Columbia professor Daniel Beunza and others argue that it is in the
construction and use of the tools in which politics, meaning, and
morals are to be found, not in the political and regulatory environment
in which they operate. So for people like me who think that moral
issues in finance are important, they claim that the locus of inquiry
should be the actual tools and not the overall political system or even
the regulatory system. Because once the tools do their thing, the barn
door is already open and the animals are out, and no amount of
governmental effort can bring them all back in to account for the
damage they have wreaked.

One example to consider is the controversy over what is a “socially
responsible” investment. Money held for our benefit in health and
pension funds is often invested in companies that do not respect our
values and may in fact directly oppose them. We want our investments to
be “socially responsible,” yet competing visions of that term’s meaning
conflict in several arenas. Fisticuffs can be seen in law concerning
the fiduciary duties of those who invest pension money, and similar
disputes emerge in politics over questions such as whether Wal-Mart’s
labor practices should play a part in decisions to allow it to open new
stores. But for Beunza and others, the important area of inquiry is in
the actual computer interfaces used by people who buy and sell
financial products for pension funds. These new economic sociologists
argue that the morality lies in the technology.

The sociologists at this conference understood that if they are
going to make such finely grained arguments, they need to practice some
old-fashioned ethnography. So, many have been sitting down with
arbitrage traders and other finance types to figure out why they act
the way they do and how they make and use their tools.
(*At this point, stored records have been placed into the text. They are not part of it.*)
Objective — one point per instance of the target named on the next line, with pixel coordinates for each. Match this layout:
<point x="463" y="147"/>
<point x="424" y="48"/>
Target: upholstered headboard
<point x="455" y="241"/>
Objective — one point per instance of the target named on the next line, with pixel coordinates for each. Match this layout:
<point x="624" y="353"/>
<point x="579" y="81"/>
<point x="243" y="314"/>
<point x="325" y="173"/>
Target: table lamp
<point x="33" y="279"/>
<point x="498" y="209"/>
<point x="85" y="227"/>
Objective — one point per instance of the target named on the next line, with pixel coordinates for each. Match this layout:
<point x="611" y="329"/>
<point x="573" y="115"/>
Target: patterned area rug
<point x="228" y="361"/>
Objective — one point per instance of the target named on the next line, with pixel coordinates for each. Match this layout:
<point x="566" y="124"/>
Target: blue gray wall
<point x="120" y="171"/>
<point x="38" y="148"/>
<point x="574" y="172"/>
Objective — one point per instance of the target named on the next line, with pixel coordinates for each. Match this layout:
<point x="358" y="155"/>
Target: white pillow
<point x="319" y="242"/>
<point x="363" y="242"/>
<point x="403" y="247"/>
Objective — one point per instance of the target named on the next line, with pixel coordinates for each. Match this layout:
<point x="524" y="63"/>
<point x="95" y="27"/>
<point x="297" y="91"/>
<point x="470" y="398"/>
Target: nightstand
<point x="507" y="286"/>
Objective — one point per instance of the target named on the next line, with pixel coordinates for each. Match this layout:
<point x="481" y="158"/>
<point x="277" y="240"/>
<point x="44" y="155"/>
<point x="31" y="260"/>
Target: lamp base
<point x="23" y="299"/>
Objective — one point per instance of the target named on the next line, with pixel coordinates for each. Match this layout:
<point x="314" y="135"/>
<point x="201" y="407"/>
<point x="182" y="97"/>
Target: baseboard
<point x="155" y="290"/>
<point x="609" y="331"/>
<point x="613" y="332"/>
Thinking of some
poor graduate student observing traders who pull down salaries a
hundred times as large is interesting to ponder. The mounds of cash
their subjects earn must make a career change awfully tempting.

It was unsettling to hear at the conference that many of the
research projects these sociologists are embarking upon sound eerily
like standard business school classes on how to make money. For
example, sociologists are trying to figure out why certain hedge funds
have produced outsized financial returns and others less so. I guess
there will soon be sociologists working for asset managers to help them
decide which managers to hire. But simply being enablers of the primacy
of finance seems a waste of this discipline. So I hope that economic
sociologists will use their training to help steer finance in a good
direction. If not, they will be no more than tools themselves.